Introduction
The data model describes UTA's approach for organizing its core business entities in a graph database.
Our goal is to be collectively exhaustive in modeling not only the people and organizations with which UTA interacts, but the relationships between those people and organizations.
Our desired outcomes are to:
- enable our business to answer a large class of the questions it asks, not only for day-to-day operations but also to be prepared for M&A, legal, compliance, and regulatory questions
- create a foundation upon which integrated applications, both transactional and analytic, can be built
In Scope: The Party Domain
We are focused on a bounded context called the party domain.
A bounded context is a domain-driven design concept that describes a particular domain of interest. The party domain concerns itself with operational (as opposed to analytic) data, and more specifically the roles and relationships between people and organizations of interest to UTA.
Out of Scope: CRM and Analytics
This party domain does not address important operational or analytic data domains, which may be referred to with names like project, engagement, deal, credits, or phonesheet todos. Similarly, the party domain does not address most CRM-like data such as activity, lead tracking, offers, or contracts.

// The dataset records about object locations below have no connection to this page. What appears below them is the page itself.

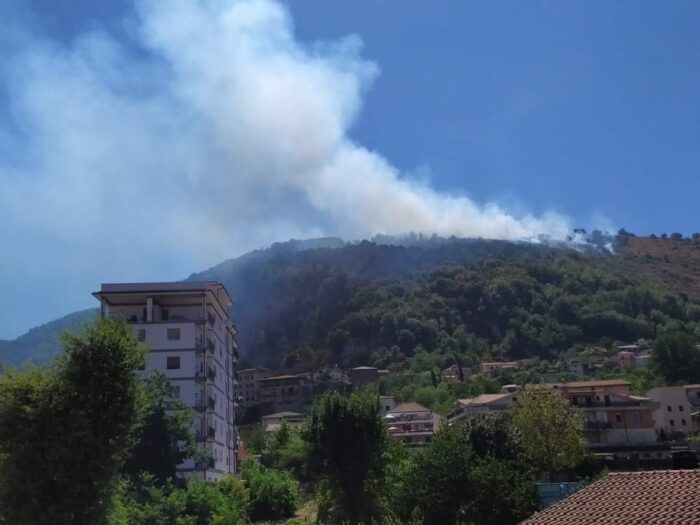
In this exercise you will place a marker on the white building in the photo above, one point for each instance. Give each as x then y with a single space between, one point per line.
191 340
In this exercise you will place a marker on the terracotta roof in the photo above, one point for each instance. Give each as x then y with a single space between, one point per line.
601 382
483 399
408 407
661 497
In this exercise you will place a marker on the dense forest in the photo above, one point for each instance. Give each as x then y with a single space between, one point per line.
327 301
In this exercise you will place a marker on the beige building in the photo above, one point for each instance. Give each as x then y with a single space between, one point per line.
412 424
284 393
192 341
612 416
493 369
273 422
673 416
247 385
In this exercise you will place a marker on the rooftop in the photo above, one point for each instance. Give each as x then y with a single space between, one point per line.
662 497
408 407
278 415
599 382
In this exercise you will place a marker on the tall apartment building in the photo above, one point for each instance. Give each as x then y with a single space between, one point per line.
192 341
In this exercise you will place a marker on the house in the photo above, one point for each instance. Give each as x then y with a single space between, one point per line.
273 422
673 416
493 369
661 497
192 341
451 373
483 403
612 416
284 393
387 403
412 424
362 375
247 388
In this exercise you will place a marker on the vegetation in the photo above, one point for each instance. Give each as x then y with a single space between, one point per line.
551 430
65 430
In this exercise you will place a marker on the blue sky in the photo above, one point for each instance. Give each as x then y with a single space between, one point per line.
538 115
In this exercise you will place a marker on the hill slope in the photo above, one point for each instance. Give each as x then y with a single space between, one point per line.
326 300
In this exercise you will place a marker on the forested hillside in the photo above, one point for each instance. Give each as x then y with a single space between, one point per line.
327 301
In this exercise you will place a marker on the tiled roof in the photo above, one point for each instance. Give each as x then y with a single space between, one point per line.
408 407
483 399
600 382
662 497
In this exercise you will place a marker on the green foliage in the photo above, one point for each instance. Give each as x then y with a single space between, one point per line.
347 443
64 431
273 495
163 436
551 429
676 357
197 502
451 483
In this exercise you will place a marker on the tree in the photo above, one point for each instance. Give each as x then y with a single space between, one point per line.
551 429
347 441
450 483
164 437
676 357
273 494
64 431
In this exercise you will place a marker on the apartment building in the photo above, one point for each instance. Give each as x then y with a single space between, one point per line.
247 387
285 393
612 416
412 424
192 341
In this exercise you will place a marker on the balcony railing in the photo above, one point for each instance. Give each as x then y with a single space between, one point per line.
597 425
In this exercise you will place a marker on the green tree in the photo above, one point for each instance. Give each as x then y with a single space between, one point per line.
65 430
676 357
450 483
273 494
551 429
347 442
163 437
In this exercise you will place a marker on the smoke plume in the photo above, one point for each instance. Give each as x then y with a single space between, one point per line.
211 132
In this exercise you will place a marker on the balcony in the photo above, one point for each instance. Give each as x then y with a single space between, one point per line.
597 426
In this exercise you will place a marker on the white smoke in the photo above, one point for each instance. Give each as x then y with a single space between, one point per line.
213 132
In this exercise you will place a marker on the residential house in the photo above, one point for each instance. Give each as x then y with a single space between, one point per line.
362 375
412 424
451 373
387 403
493 369
673 416
192 341
612 415
273 422
283 393
483 403
662 497
247 385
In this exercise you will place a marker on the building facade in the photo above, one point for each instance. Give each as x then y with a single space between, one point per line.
247 388
673 416
285 393
192 341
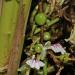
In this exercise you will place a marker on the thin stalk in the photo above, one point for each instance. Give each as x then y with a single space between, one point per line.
45 68
18 37
7 26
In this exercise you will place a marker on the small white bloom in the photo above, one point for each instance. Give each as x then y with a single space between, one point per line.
34 63
58 48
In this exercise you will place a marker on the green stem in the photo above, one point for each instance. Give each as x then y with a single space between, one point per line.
45 68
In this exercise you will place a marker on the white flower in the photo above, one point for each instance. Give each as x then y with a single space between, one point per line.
35 63
58 48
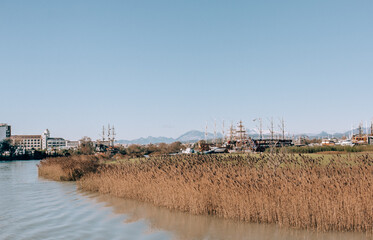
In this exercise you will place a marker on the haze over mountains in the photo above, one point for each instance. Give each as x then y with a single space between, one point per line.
195 135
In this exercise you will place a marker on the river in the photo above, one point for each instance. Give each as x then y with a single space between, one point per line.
35 208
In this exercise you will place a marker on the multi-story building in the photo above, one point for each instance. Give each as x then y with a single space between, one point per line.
27 142
52 143
5 131
56 143
72 144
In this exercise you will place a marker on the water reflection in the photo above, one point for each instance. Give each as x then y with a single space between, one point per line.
35 208
188 226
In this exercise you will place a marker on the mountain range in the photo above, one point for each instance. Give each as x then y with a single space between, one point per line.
195 135
191 136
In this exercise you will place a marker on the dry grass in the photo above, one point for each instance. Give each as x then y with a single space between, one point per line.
290 190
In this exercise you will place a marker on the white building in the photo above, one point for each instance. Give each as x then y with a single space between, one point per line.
5 131
27 142
52 143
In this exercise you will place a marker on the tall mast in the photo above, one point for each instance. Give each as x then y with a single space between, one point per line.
260 128
206 133
282 128
103 133
108 132
113 135
215 131
271 130
223 134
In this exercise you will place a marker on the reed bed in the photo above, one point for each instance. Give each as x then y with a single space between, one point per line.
290 190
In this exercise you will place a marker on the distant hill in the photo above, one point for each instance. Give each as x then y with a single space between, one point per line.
148 140
191 136
195 136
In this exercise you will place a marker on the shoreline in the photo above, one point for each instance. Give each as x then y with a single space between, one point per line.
288 190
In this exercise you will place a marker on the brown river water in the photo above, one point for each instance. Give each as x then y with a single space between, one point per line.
35 208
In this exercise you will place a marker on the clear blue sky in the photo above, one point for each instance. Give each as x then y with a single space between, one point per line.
161 68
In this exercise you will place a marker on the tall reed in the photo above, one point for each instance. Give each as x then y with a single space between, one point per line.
290 190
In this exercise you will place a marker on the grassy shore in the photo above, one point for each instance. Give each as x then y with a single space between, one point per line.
291 190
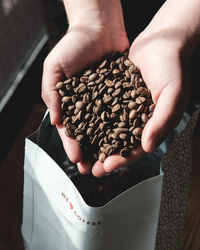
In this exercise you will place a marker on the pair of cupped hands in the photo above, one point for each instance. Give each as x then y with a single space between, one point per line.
160 52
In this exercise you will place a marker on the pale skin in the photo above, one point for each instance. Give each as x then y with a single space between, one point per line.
162 52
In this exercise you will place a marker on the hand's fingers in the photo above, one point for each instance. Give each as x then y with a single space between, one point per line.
84 167
116 161
50 95
98 170
167 113
70 145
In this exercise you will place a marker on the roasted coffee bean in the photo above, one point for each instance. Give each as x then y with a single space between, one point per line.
92 76
66 99
151 107
121 124
102 157
132 114
106 107
109 83
132 105
140 100
137 131
125 152
68 132
144 117
79 105
60 85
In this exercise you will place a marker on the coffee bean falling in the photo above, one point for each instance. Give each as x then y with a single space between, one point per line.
106 107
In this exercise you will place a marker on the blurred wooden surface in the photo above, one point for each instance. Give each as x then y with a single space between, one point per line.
11 191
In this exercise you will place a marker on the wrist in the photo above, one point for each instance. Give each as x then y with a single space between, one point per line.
93 12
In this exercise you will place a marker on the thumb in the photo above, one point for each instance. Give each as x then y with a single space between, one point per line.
51 75
168 111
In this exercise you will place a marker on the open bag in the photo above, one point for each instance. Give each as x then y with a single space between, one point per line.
56 216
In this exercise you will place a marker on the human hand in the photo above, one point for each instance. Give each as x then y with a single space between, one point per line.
87 40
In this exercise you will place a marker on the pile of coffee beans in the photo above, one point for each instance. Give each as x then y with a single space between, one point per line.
106 107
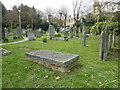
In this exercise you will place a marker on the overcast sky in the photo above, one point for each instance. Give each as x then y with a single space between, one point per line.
42 4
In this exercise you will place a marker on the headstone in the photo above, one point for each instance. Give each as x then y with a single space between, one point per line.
66 35
102 46
53 59
44 40
30 34
14 31
71 33
106 40
38 33
51 31
4 52
84 34
19 32
6 32
0 21
110 42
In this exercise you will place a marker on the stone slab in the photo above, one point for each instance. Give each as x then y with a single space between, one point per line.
64 61
4 52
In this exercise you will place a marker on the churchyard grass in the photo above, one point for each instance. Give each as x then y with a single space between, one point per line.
10 39
18 72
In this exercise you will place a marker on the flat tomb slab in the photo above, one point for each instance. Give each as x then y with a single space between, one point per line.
4 51
56 60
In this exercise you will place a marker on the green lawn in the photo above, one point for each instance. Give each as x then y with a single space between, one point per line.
10 39
18 72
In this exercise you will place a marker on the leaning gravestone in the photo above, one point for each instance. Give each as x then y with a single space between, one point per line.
51 31
30 34
19 32
56 60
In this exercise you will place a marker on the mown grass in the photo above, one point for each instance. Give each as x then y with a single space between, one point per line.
10 39
18 72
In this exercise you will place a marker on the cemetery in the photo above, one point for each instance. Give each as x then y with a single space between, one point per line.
43 50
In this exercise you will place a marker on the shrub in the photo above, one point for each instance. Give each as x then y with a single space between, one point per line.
57 35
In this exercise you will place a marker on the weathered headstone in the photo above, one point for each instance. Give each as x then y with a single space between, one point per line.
110 42
66 35
102 46
106 40
4 51
44 40
30 34
51 31
0 21
37 33
55 60
6 32
71 33
19 32
84 35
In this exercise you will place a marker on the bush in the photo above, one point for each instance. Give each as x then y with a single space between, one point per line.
57 35
98 27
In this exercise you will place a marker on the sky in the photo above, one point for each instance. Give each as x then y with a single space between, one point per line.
42 4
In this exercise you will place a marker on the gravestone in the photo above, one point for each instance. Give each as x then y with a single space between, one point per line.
19 32
53 59
51 31
6 32
106 41
14 32
38 33
30 34
66 35
4 52
102 46
84 35
110 42
0 21
71 33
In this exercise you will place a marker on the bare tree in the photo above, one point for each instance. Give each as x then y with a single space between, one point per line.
63 11
49 12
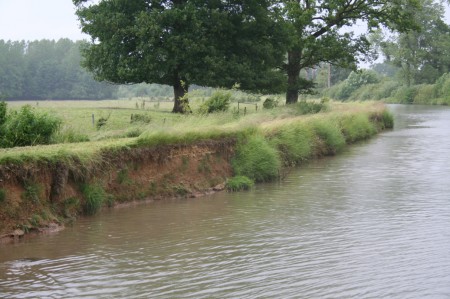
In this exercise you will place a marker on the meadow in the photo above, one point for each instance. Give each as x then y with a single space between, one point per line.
140 122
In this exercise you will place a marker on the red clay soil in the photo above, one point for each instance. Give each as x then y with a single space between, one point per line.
40 195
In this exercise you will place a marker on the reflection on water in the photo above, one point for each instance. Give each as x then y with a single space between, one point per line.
370 223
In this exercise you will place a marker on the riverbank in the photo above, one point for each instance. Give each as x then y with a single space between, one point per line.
45 186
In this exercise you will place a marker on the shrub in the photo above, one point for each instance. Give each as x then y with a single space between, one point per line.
256 159
218 102
239 183
270 103
95 196
26 127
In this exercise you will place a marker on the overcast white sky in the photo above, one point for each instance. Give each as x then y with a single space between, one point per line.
38 19
42 19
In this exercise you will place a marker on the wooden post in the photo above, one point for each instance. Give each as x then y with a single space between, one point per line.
329 75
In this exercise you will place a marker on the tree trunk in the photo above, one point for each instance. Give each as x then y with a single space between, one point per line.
181 102
293 72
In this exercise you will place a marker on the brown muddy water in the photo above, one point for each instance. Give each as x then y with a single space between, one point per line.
373 222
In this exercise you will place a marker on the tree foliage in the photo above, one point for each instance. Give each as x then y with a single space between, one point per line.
46 69
316 28
422 55
183 42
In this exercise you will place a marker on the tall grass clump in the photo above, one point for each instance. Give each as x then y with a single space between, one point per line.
2 195
95 196
239 183
331 140
256 159
388 119
357 127
26 127
304 107
295 143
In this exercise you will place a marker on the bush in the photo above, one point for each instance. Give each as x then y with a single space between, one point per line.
218 102
26 127
239 183
256 159
270 103
95 197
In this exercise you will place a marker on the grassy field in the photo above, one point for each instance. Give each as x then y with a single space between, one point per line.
160 126
47 183
80 117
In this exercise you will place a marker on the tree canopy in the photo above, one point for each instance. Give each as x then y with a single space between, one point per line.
181 42
317 33
422 55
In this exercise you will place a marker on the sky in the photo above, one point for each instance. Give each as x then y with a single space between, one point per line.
39 19
44 19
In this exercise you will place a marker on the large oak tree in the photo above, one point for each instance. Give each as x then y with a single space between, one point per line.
182 42
317 33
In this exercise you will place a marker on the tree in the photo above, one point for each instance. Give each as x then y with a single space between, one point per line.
46 69
183 42
317 33
422 55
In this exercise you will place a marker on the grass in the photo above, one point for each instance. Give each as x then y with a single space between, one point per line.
95 196
239 183
279 134
2 196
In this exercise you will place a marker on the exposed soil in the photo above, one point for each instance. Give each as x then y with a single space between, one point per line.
40 197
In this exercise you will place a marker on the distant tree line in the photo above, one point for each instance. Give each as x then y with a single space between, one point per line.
262 46
47 69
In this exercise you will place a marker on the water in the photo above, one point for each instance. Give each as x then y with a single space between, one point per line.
370 223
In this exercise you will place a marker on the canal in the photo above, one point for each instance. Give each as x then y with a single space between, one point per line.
373 222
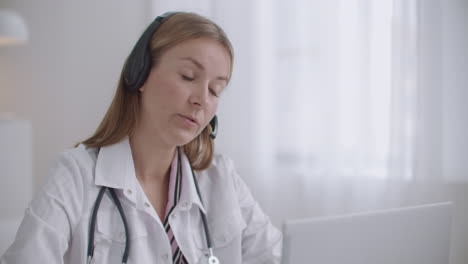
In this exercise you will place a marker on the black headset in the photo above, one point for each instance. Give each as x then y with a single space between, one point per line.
139 63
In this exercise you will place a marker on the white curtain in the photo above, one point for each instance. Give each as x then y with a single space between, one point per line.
351 112
336 106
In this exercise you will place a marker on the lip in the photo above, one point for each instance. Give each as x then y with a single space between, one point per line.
191 119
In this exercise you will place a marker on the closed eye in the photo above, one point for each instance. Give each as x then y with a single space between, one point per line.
213 92
187 78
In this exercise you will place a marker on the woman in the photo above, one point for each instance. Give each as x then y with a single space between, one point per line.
146 187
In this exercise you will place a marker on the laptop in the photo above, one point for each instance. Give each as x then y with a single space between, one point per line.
409 235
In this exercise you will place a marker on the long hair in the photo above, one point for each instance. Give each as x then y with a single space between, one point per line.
121 117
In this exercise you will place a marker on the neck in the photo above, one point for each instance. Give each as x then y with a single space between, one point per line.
152 159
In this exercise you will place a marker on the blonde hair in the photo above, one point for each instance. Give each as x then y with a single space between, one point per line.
121 117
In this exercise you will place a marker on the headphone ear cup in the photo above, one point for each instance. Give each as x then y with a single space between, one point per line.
139 63
137 70
214 127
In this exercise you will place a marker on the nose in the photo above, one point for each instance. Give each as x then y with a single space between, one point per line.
199 96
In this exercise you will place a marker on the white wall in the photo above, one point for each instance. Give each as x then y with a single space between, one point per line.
64 79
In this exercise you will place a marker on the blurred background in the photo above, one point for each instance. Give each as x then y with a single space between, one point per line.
335 106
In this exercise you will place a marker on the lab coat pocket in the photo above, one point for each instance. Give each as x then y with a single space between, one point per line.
226 236
110 235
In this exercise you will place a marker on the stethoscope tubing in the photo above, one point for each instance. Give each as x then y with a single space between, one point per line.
90 252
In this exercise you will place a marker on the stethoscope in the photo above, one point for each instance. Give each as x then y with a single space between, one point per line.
212 259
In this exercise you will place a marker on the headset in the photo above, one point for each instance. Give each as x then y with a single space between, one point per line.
139 63
135 73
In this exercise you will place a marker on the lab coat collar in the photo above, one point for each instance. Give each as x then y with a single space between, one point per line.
115 169
189 193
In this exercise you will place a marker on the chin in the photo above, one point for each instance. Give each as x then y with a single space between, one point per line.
184 138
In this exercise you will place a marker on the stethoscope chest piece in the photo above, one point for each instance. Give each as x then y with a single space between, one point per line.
213 260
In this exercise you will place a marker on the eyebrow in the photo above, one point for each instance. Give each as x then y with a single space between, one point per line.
200 66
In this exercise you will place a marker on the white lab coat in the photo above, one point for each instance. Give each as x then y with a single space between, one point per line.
55 225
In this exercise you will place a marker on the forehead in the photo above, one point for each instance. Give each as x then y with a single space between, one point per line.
208 52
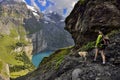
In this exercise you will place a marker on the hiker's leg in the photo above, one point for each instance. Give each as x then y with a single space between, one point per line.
96 54
103 56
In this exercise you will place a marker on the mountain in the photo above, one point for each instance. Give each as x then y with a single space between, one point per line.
86 18
51 33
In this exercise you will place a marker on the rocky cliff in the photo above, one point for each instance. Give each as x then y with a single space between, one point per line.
87 17
91 15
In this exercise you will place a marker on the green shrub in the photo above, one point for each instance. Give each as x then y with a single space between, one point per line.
88 46
82 1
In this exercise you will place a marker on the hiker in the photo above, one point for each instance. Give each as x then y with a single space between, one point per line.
100 45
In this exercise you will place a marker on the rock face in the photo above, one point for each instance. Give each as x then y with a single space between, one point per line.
73 68
52 35
82 23
47 32
92 15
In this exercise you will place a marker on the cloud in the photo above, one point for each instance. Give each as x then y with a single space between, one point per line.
42 2
54 5
60 5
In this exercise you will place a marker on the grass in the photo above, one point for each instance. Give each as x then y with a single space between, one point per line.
88 46
14 75
113 32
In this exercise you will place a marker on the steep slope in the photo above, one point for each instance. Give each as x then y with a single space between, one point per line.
51 34
89 16
82 23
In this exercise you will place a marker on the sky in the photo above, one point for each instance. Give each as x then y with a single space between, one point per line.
63 7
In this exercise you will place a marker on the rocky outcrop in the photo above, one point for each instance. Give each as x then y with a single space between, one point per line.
92 15
73 67
82 23
46 33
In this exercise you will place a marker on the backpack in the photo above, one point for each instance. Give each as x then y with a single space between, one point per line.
105 41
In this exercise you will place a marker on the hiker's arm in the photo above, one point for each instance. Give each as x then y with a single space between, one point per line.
98 40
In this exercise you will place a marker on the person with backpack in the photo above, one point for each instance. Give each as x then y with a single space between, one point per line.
101 44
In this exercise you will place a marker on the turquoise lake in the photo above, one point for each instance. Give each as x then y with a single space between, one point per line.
37 58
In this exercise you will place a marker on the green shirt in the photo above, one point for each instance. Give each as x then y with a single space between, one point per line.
99 38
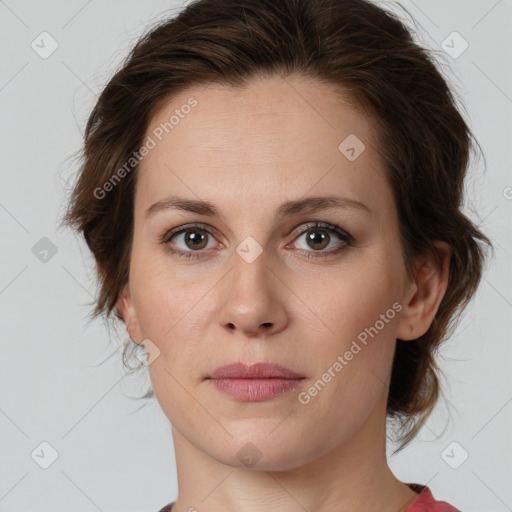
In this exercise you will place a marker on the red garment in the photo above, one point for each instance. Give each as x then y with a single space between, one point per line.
425 502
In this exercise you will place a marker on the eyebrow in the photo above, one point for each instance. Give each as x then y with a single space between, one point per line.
308 205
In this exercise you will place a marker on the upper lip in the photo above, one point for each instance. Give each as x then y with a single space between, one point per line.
253 371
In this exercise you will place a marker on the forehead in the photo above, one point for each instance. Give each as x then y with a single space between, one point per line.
277 136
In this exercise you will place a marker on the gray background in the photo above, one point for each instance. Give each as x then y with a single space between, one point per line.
114 457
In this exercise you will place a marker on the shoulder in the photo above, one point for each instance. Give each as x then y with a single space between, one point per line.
167 508
425 502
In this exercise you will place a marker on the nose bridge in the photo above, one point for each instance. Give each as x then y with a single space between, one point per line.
250 298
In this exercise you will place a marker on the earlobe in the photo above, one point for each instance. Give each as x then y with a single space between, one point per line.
426 293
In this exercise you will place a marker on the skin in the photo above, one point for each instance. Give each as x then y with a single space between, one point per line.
247 151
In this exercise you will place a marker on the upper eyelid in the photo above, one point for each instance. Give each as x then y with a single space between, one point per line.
299 230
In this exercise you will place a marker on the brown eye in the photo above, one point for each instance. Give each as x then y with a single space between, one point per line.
320 236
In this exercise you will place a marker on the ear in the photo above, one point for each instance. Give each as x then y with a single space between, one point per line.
126 312
425 293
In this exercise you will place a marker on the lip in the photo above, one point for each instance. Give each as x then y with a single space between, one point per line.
253 371
252 383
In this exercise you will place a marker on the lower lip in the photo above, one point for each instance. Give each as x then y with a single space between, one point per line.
254 390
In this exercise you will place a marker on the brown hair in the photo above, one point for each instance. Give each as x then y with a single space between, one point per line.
424 141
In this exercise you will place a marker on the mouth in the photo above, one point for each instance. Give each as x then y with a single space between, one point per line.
257 382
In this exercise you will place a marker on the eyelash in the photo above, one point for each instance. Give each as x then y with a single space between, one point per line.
347 239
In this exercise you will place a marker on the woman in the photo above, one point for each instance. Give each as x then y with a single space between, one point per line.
271 191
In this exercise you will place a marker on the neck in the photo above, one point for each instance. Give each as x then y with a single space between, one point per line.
350 476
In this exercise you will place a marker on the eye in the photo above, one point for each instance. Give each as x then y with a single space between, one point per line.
190 239
319 235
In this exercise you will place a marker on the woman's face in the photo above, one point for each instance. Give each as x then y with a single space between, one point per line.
257 281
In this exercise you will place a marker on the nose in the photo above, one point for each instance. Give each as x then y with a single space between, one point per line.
253 298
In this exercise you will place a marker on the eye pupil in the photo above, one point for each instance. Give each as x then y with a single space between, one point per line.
317 240
191 235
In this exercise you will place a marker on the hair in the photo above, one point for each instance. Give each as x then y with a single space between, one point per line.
422 139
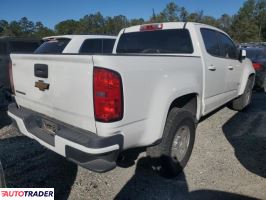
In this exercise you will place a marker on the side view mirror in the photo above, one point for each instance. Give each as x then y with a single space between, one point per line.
243 54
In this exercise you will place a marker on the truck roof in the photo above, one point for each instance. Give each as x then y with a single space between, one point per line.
80 36
171 25
10 38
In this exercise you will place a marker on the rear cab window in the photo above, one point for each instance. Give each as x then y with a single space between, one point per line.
97 46
23 46
166 41
53 46
228 48
211 41
218 44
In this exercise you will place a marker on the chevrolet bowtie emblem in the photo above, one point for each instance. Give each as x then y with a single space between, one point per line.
42 85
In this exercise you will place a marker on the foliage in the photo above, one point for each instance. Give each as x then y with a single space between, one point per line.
248 24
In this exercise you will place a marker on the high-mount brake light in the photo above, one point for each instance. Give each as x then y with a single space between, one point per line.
257 66
151 27
107 95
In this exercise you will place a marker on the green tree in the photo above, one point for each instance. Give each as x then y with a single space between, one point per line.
195 16
26 26
41 31
244 27
183 14
225 22
114 24
91 24
169 14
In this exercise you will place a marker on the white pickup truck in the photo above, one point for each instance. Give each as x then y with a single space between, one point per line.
150 92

Authoritative Data is an implementation of the party-role-relationship model in a graph database
The party model is a traditional approach which has been implemented across many domains, usually in a relational database environment.
Our experience building a party, party role, and party relationship schema in a relational database has shown us that what we were actually building was a graph. For this design, instead of modeling the graph inside a relational database, UTA will use a graph database for modeling its authoritative data.
High level overview of the Authoritative Data graph model
We will introduce this graph model by building up the small number of core elements we use, one by one.
A graph consists of nodes and relationships.
Think of the nodes as the nouns of the model, and relationships as the verbs.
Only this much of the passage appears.